No two teams, actually, better understand the toll that playoff expansion would exact on the players than Clemson and Alabama. They played for the national championship last year, and they’ll play for that same championship this year, which means they have intimate familiarity with the price of logging 15 games of action. Not one member of either roster was excited to add a 16th when approached with the idea on Sunday. That would be the road traveled by programs with 12 regular-season games and a full postseason run in an eight-team bracket. It is a path that the Crimson Tide and Tigers would prefer to see blocked off with spike strips.
In an eight-team bracket, Alabama and Clemson would only be in the semifinal round at this stage. Anyone claiming to have athlete welfare in mind might want to ask the actual athletes before doubling the playoff field and adding another game without compensating elsewhere. “That’s just too many games to ask out of a player, honestly,” Clemson tight end Jordan Leggett said. “Having the conference championships and then to go on to play [three] playoff games, it would be ridiculous to do. It’s just too much to ask.”
Or, as Alabama defensive back Minkah Fitzpatrick put it, “That’s too many games. Way too many games.”
If the momentum toward an eight-team playoff is inexorable, the Tigers and Crimson Tide would suggest some consideration for what national finalists put their bodies through already. “It’s really about six months where you’re constantly going and constantly working and your body is hurting all the time,” Fitzpatrick said. Even at a program like Clemson, where practices are kept short in part to help maintain freshness and limit wear-and-tear during the season, there’s no avoiding the consequences of a physical slog that starts with summer conditioning in June and July. “Coach [Dabo] Swinney has done a good job taking care of us,” Clemson linebacker Kendall Joseph said. “But there are nagging things. Like my thumb: I don’t know what’s wrong with my thumb, but my thumb is killing me. Things like that. My feet hurt all the time. My knees. You’re just broke down. Things just add on and it kind of lingers through the season.”
The players would continue to be willing to push past those ailments in pursuit of a championship decided in an eight-team field if there were accommodations in other ways.
Most suggested the elimination of a regular-season game to balance the ledger. “That’d be the only way possible,” Leggett said. Another suggestion was adding more bye weeks during the season and/or during the playoff run itself. Players do think they can get somewhat back to normal given a December schedule that is relatively light on practice and completely bereft of schoolwork once finals are completed. “For that, just being out of school kind of helped,” Alabama offensive lineman Ross Pierschbacher said. “Just focusing on football, taking care of your body, getting off your feet instead of having to go to class right after practice or workouts. That helped out a little bit. But still, to play this football at this high a level for that long, it takes a toll.”

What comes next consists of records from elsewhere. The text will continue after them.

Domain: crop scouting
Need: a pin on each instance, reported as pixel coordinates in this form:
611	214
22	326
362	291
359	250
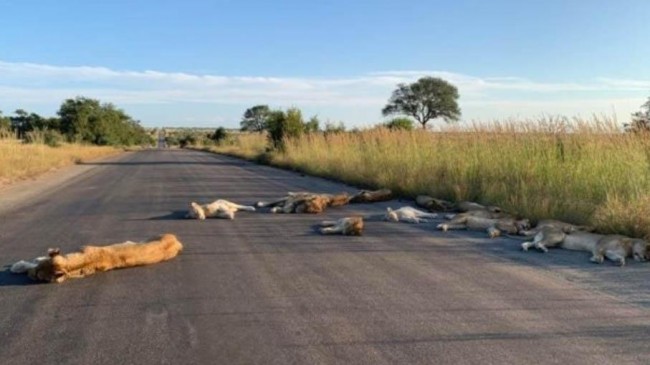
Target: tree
331	127
283	125
5	122
426	99
400	124
640	120
87	120
219	135
255	118
313	125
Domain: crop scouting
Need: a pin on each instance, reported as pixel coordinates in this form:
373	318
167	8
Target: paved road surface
265	289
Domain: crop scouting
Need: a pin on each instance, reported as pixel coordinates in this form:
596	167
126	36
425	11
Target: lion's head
391	215
48	270
195	211
640	249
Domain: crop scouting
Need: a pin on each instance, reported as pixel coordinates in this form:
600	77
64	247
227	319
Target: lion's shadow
171	216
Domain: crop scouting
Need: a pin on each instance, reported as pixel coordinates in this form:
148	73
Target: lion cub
349	226
57	268
220	208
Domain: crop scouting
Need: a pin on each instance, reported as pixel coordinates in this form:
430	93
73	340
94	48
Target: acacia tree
255	119
640	120
426	99
400	123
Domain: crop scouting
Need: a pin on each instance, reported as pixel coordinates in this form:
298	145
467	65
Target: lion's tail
170	240
339	200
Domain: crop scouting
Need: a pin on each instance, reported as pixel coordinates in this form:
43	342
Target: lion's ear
53	252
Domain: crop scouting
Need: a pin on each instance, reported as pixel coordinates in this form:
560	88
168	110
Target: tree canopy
87	120
426	99
399	123
255	118
640	120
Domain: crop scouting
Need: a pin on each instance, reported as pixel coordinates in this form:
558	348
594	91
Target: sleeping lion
349	226
614	247
372	196
56	268
305	202
220	208
493	226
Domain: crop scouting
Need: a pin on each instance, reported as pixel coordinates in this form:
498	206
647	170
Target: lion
348	226
305	202
368	196
56	268
466	206
552	223
493	226
434	204
617	248
409	215
550	236
614	247
220	208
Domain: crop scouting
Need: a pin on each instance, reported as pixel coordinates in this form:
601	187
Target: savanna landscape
335	182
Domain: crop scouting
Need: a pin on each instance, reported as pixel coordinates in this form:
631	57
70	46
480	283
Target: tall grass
581	171
20	161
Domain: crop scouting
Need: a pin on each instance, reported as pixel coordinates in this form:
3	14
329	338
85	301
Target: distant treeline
79	120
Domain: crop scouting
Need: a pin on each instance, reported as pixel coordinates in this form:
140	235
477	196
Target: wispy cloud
492	96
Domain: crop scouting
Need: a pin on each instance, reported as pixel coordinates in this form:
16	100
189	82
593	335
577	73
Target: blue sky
202	63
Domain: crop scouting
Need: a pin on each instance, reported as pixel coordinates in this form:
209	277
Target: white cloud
360	97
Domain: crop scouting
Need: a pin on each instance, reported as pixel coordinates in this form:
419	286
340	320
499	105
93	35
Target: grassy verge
20	161
585	172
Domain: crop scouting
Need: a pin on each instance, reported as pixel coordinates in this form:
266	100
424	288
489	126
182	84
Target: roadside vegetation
84	129
22	161
586	171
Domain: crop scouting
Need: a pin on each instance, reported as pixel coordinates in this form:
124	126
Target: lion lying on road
433	204
349	226
494	226
408	215
369	196
552	223
56	268
617	248
305	202
614	247
220	208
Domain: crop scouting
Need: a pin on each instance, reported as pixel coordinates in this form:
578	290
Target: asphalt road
266	289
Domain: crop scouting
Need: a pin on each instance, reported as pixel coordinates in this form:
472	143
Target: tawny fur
372	196
58	268
349	226
219	208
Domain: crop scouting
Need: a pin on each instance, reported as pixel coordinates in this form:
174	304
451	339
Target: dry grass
581	171
20	161
249	145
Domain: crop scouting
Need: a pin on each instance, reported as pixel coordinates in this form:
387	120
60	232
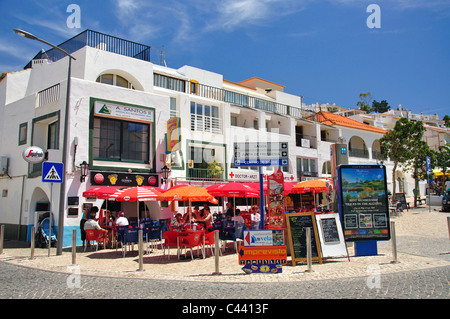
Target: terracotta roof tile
334	119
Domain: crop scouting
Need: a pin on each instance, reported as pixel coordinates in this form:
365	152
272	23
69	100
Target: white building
118	112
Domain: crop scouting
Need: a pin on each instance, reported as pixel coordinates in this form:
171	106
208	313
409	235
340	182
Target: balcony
96	40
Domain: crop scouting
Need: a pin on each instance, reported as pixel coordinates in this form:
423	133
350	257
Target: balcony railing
97	40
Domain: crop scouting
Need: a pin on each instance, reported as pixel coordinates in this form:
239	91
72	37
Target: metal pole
74	247
217	252
308	250
261	197
141	254
2	234
394	243
33	231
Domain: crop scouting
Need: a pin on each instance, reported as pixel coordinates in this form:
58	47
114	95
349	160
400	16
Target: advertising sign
276	255
363	202
276	199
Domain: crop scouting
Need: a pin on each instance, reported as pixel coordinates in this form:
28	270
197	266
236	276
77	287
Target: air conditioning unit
4	165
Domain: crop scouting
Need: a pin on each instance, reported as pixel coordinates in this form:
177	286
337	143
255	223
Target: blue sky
322	50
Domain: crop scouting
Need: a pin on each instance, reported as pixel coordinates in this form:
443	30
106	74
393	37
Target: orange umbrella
314	185
187	193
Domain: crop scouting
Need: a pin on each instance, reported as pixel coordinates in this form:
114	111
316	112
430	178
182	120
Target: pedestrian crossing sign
52	172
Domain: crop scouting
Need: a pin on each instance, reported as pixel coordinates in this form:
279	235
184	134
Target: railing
361	153
97	40
49	95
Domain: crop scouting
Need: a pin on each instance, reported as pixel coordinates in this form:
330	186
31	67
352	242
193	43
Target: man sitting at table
91	223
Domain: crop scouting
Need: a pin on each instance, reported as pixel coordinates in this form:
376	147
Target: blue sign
261	162
52	172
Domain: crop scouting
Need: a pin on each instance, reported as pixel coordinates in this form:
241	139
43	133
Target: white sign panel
330	235
124	111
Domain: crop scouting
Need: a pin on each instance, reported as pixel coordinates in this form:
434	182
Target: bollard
217	252
2	234
141	251
308	250
394	243
33	236
74	247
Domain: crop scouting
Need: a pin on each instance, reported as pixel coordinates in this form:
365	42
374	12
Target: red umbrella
137	193
100	192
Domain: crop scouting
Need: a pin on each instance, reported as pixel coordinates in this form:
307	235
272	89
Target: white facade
214	114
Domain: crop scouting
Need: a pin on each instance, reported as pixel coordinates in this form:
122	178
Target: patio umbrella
137	194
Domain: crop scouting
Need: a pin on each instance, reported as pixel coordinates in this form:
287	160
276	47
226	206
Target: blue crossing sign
52	172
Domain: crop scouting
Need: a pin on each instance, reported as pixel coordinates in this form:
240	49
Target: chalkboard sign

There are, however, complications to more off weeks, too. If the powers behind the playoff want to at least pay lip service to academics, would they want to push the championship game into what would be the second semester at most schools?
Regardless, the two teams playing the most games last year and this year have concluded this much: The grind is worth it for a title, but it’s long, and it doesn’t need to get longer.
“From a fan perspective, it’d probably be awesome,” Joseph said. “But from a player perspective, we’re not feeling it.”